De algún modo creo que mi colega comenzó a envejecer muy pronto. No tanto por eso de los dibujos, sino porque perdió el placer de pensar las cosas desde sí mismo. Ahora tiene un decálogo y un parlamento. Imagino la cantidad de proyectos que desechará por prejuicio y pienso que es una lástima para su sentido de la vista, pero aún más para su sentido del humor. Todavía existe en algunos la costumbre de menospreciar lo cómico por considerarlo trivial, o poco inteligente. Vale la pena recordar que hubo un tiempo en donde los microscopios se consideraron ociosidades para perezosos y distraídos. Lo interesante es que entre el microscopio y el caricaturista hay un lazo en común, pues ambos permiten aumentar un detalle de la realidad para hacerlo protagonista. En el trazo del monero la figura se agiganta o minimiza con tal de lanzar un mensaje simbólico: la realidad está incompleta hasta que la intervienes.

Si pensamos en la tradición de dibujantes mexicanos resulta imposible no detenerse en Eduardo del Río, mejor conocido por sus lectores como Rius. Desde el antiguo JAJÁ hasta sus mejores años en las páginas de la revista Siempre!, pasando por la centena de libros individuales que iniciaron con Cuba para principiantes (1966) hasta el más actual Mis confusiones (2014) publicados por la editorial Grijalbo, la obra de Rius constituye algo así como una contrahistoria gráfica. Sus trabajos son el papel carbón de una vida que rompe decenas de mitos, desde los alimenticios hasta los religiosos, los económicos y los políticos. Quien se adentra por primera vez en la obra Rius, se inscribe sin saberlo en una cátedra de filosofía a partir del garabato.

El suyo es un espacio en donde resulta tan relevante lo que se dice como lo que se pinta. Si en las redes sociales la mayoría de las personas colocan sus mejores fotografías y publican únicamente lo que desean mostrar de sí, en el caso de los moneros la lógica es a la inversa: dibujan a contraluz del encanto, son la contracara de la publicidad política, no transcriben lo que se dijo, sino lo que por debajo del discurso se intentó decir. La novela gráfica, la caricatura, la tira cómica, la viñeta política, entre muchas otras expresiones, pasan hoy por un momento de transición, un verdadero escape del gueto que solía separar lo serio-y-relevante, de lo chistoso-pero-insignificante.

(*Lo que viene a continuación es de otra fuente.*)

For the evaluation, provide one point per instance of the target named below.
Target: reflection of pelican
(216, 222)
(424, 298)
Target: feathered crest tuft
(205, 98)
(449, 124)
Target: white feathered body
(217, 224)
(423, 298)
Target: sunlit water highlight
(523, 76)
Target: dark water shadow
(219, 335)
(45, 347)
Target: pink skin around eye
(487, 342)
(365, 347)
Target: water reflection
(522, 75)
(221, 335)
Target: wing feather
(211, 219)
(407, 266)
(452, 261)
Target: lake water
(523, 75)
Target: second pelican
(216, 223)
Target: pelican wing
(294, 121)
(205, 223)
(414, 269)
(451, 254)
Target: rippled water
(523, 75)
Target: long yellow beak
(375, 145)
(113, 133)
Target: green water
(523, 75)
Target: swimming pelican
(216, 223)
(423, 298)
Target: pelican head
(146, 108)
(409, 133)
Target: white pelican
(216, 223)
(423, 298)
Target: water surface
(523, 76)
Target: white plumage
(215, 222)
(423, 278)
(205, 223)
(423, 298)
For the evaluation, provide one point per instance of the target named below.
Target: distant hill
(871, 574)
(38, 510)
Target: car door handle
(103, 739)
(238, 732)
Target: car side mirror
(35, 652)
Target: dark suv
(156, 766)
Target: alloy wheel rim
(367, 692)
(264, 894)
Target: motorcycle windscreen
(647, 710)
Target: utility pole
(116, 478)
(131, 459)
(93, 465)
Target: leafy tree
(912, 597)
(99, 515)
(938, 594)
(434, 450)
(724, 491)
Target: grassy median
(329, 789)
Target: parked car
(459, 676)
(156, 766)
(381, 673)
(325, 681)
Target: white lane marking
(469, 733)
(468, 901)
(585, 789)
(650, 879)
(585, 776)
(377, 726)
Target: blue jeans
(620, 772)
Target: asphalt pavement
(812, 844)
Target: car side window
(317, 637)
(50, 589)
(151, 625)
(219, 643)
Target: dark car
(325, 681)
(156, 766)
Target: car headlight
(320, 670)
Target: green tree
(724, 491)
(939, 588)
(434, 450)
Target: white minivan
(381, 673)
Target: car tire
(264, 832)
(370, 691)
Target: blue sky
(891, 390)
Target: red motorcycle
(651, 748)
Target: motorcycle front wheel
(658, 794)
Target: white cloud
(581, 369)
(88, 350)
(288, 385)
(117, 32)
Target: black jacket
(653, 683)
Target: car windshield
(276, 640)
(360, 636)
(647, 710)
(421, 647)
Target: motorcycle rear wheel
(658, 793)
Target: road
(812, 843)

Aprender a caminar es rapidísimo si se compara con aprender a observar. No es extraño que en el largo camino de las sociedades recién se comience a valorar el papel del humor visual. En los inicios de la civilización dibujar una figura y asimilar que era, digamos un venado, fue tan abstracto como quizá hoy pueda resultarle a un estudiante comprender las implicaciones de un algoritmo. En los libros de Rius —como en tantas otras obras— uno comprueba que dicha conexión sigue presente. Ya no aparece la figura del venado para trazar un plan, pero en su lugar están los curas homofóbicos, los gobiernos despóticos, los promotores del prejuicio.

Rius mantiene su objetivo de convertir a nuevos agnósticos, rojillos y vegetarianos en el mundo. Para él los libros son una forma de difundir nuevas ideas a partir de las figuras directas. Tal vez algún día nos demos cuenta de que los primeros pasos de la filosofía no se dieron en el terreno del lenguaje escrito y ni siquiera del hablado, sino a través del dibujo y de la representación de la imagen. Creo que la primera evidencia comprobable de que pensábamos diferente no fue a partir de las palabras, sino porque dibujábamos distinto lo que veíamos idéntico. Se atribuye a Sócrates una confusión iluminadora co­mo la que anida en el “Sólo sé que no sé nada”, pero habría que preguntarse si acaso el gran filósofo sabía dibujar.